Hace años, quizás desde 2018, que el Parlament de Catalunya no es centro de atención en nada. Para “aquellos temas que realmente interesan a la gente”, como los alquileres, cualquier norma catalana pasa a ser laminada por una ley española; y, en cuanto a aquellos temas que supuestamente no interesan a nadie (el autogobierno, la independencia, el conflicto), tampoco: de hecho, la legislatura del 52% acabó con los dos socios independentistas divorciados y sin que desde la Generalitat se dieran muestras de tener ninguna hoja de ruta renovada. Siendo así las cosas, y dada la aritmética parlamentaria en Madrid (pero también el bajo nivel de los debates en Catalunya), es lógico que los focos se hayan puesto en el Congreso de los Diputados para cualquier asunto legal, político, administrativo o de prensa del corazón. Catalunya ya no es el epicentro de la política, sino un territorio a administrar. A gestionar.

Catalunya ya no es el epicentro de la política, sino un territorio a administrar

Puesto que esta es la dinámica, quizá tenga alguna ventaja que sea Salvador Illa el encargado de hacer el papel de gobernador. Lamentablemente, cuanto más explícita se haga la condición de territorio ocupado (las concesiones de TV3 en este sentido son cada día más claras, ahora produciendo la serie sobre un hombre que considera clasista o racista exigir aprender catalán en Catalunya), más complicado se hará esconder la única salida posible para la supervivencia. Pujol, lo decíamos la semana pasada, considera que negociar con el Estado es la única manera de “salvarnos”. Por la parte de razón que pueda tener (si estás demasiado agotado, abrázate a tu adversario de boxeo), es bueno que este papel lo tenga que desarrollar Salvador Illa y no un soberanismo que ahora mismo no se ve capaz de amenazar con la independencia. Hasta que esto se resuelva, el poder de negociación bajará estrepitosamente (aquí o en Suiza) y la amenaza cambiará de bando: si Catalunya antes amenazaba con la independencia, ahora España (en boca del PSOE) amenaza con PP-VOX. Y es así como las negociaciones pasan a ser una farsa, un juego de los disparates, por mucha aritmética condicionadora favorable que se tenga.
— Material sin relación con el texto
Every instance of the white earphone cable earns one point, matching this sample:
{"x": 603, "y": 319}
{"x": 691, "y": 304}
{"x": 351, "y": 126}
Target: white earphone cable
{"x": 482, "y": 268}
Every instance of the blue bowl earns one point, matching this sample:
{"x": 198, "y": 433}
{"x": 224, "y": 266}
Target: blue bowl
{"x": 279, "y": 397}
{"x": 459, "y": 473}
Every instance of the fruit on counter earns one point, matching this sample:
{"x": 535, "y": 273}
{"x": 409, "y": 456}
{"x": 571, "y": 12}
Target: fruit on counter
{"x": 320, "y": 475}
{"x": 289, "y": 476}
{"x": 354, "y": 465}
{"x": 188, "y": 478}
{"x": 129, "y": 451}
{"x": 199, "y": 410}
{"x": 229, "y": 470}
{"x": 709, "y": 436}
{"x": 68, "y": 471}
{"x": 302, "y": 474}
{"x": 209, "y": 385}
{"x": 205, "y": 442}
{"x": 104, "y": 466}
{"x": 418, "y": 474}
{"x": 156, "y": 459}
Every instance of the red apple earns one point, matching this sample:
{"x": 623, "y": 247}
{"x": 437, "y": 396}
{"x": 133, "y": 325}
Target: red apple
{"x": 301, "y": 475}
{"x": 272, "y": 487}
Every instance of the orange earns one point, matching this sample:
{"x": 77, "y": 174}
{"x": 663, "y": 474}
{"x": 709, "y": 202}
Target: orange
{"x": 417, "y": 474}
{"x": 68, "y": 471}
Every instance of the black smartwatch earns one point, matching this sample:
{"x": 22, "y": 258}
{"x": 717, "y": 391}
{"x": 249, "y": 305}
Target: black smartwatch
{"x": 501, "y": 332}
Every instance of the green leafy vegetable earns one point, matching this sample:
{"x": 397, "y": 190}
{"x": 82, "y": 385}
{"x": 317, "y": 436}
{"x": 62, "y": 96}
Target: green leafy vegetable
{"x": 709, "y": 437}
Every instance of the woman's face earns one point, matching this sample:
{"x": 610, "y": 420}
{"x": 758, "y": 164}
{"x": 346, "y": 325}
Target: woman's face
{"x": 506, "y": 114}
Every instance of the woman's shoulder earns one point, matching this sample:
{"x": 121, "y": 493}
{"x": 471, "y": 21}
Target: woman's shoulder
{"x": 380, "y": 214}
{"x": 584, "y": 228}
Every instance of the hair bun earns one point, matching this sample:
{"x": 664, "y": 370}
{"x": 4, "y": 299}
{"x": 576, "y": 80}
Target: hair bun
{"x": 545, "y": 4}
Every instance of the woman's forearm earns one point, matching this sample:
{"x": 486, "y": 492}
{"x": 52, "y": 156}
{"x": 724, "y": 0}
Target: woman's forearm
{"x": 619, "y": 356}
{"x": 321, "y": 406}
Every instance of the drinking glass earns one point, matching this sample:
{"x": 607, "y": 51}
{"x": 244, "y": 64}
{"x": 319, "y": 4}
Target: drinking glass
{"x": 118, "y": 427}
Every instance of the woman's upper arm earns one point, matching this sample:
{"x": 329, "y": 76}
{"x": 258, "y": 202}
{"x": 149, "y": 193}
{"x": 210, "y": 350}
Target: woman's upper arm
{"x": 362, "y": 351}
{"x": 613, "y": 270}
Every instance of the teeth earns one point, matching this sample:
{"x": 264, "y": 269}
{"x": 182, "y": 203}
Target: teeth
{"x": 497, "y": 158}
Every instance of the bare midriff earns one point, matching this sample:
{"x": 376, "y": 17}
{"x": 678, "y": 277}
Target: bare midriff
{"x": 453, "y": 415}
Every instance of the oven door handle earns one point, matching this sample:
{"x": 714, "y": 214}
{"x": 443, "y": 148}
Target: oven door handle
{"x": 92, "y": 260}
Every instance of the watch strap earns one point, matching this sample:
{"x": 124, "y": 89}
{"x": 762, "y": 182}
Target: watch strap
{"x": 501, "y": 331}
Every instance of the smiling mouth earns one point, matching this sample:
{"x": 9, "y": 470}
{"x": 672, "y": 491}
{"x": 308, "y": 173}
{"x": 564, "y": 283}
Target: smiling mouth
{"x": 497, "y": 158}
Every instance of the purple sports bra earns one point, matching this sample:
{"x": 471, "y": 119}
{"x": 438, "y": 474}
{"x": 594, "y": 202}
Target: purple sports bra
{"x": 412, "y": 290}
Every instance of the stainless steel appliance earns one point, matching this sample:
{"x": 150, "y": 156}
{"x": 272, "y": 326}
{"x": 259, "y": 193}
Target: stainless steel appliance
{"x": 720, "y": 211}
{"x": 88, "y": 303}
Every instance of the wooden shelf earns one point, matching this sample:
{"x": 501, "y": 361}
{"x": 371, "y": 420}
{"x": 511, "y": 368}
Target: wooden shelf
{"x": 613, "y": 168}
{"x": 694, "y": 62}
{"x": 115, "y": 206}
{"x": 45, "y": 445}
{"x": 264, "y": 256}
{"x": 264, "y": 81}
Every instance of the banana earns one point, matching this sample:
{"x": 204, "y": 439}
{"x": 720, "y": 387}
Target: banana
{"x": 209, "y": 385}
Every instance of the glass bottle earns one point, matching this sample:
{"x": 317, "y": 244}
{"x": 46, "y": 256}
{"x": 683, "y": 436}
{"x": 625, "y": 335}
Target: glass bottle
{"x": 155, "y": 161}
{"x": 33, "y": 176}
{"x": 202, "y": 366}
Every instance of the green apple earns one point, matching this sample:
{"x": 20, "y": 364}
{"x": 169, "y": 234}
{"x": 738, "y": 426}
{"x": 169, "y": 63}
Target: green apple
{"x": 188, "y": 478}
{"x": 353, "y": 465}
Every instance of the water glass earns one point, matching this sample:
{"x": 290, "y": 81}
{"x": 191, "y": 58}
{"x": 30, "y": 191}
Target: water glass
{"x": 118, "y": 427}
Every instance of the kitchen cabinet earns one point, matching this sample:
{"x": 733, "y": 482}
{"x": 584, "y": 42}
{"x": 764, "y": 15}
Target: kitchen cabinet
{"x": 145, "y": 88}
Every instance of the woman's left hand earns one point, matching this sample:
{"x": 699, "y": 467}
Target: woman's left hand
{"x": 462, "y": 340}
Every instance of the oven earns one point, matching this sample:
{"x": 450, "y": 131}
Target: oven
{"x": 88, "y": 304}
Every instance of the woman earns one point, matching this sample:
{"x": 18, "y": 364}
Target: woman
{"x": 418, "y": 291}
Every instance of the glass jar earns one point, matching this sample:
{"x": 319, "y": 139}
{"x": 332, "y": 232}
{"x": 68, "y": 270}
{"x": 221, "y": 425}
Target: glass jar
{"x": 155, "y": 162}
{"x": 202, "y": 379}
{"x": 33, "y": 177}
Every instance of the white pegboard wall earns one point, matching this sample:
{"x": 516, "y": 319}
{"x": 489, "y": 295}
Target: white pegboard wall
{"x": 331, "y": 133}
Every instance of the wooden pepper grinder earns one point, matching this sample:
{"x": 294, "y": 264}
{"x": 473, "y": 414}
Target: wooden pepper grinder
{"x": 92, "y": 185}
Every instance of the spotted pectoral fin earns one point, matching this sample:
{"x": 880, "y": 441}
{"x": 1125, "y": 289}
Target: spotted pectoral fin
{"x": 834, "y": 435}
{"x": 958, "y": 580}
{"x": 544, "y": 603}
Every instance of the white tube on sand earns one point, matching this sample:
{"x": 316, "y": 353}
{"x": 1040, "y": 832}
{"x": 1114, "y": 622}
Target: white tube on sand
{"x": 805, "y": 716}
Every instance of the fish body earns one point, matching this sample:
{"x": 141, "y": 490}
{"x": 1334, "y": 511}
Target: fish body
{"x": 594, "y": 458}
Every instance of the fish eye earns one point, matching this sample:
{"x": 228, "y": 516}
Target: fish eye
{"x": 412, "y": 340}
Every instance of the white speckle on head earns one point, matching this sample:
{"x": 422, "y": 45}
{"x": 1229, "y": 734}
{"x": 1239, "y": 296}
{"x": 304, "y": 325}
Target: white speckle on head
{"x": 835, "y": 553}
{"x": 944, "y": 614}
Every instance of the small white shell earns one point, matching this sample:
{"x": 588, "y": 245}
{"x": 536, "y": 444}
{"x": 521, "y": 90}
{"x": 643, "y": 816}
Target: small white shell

Más que negociar para “salvarnos”, o en todo caso simultáneamente (porque ya he dicho que Pujol puede tener parte de razón), es necesario que la amenaza de independencia vuelva a ser creíble. Lo ha sido siempre desde hace más de un siglo, no debería difuminarse simplemente por razón de un fracaso. No hay posibilidad negociadora si no dejamos una reserva de oxígeno para la salida unilateral, ya sea más concreta, más programática, o simplemente más difusa, atmosférica, latente. En cualquier caso, creíble. Lo demás es comportarnos como una región, como una singularidad peninsular, que es lo que Salvador Illa quiere normalizar siguiendo las tesis de Societat Civil Catalana.

¿Cómo recuperar la credibilidad? Por un lado, manteniendo el pulso de las negociaciones en Madrid al máximo, hasta hacerlos tropezar en sus contradicciones y en sus mentiras. Posiblemente hará falta algún susto mayor que pedir una cuestión de confianza, aunque sea un primer aviso. Por otro lado, en Catalunya habrá que evidenciar mucho más la diferencia entre una gestoría y un gobierno nacional, entre una presidencia y una gobernación, entre una nación ambiciosa o una región ocupada. Es necesario que caigan por su propio peso las limitaciones del regionalismo, como cayeron las de Cambó o las de Tarradellas. Yo creo que la eventual vuelta de Puigdemont puede favorecer esta vertiente, para desenmascarar el regionalismo (el federalismo, la “plurinacionalidad” de mentira que nos vende Iván Redondo cada semana en La Vanguardia) como una propuesta ineficaz, coja, falsa y mediocre. Pero, por último, es necesario, entonces, lo más importante: que el independentismo muestre ser todo lo contrario. Después del 2017, todavía no lo ha conseguido del todo.